The source of her material for a lifetime of drawing Cap Stubbs and Tippie was her own, fondly recollected childhood as a shy tomboy in Upper Sandusky, Ohio. This was a small town in which everyone knew everything about everybody. All the kids, including Edwina and her brother, played together. Edwina honed her drawing skill with the Landon School correspondence course, but took business courses in high school and worked as a stenographer for a while after graduating.

In about 1915, she went to work as the staff artist for a weekly paper in Columbus, the Monitor. When the Monitor went to daily publication, she began doing an editorial cartoon every day, becoming the only woman so employed in the nation. Occasionally she did a comic strip called The Meanderings of Minnie, which was about a tomboy and her dog. Edwina knew the big-time for a cartoonist was in New York, and by the fall of 1917, she had saved enough to make a one-year trial there. She had sent samples of her work to the George Matthew Adams Service and had been encouraged by Adams, who liked her dogs.

As soon as she arrived in New York, she went to see Adams; he told her he wanted her to do a strip about a boy and his dog. In six months or so, Cap Stubbs had the circulation to make her a living. Edwina continued her art education by attending classes at the Art Students League and did a little free-lance illustrating. In 1928, her work attracted the attention of critic Alexander Woollcott, who asked her to illustrate his book about three dogs, Two Gentlemen and a Lady. Those drawings were duly noted by Woollcott's cronies at the humor magazine, Life, then in one if its final spasms of readjusting its editorial sights in order to survive. Edwina was soon doing a weekly page for Life about a frisky, wooly-haired terrier, which a readers contest had christened with the name Sinbad.
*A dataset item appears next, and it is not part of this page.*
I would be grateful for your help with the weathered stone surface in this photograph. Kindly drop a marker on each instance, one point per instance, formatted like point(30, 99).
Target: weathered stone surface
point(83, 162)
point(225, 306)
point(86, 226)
Throughout her long life, Edwina drew for magazine articles and books as well as her strip. She also drew Alec the Great, a syndicated verse feature about a little dog written by her brother, Robert Dennis Dumm. She never married, maintaining that she had neither the skills nor the interest. Cap Stubbs, his grandmother and his dog, kept lively by her vivid memories of a small town childhood, were both occupation and avocation.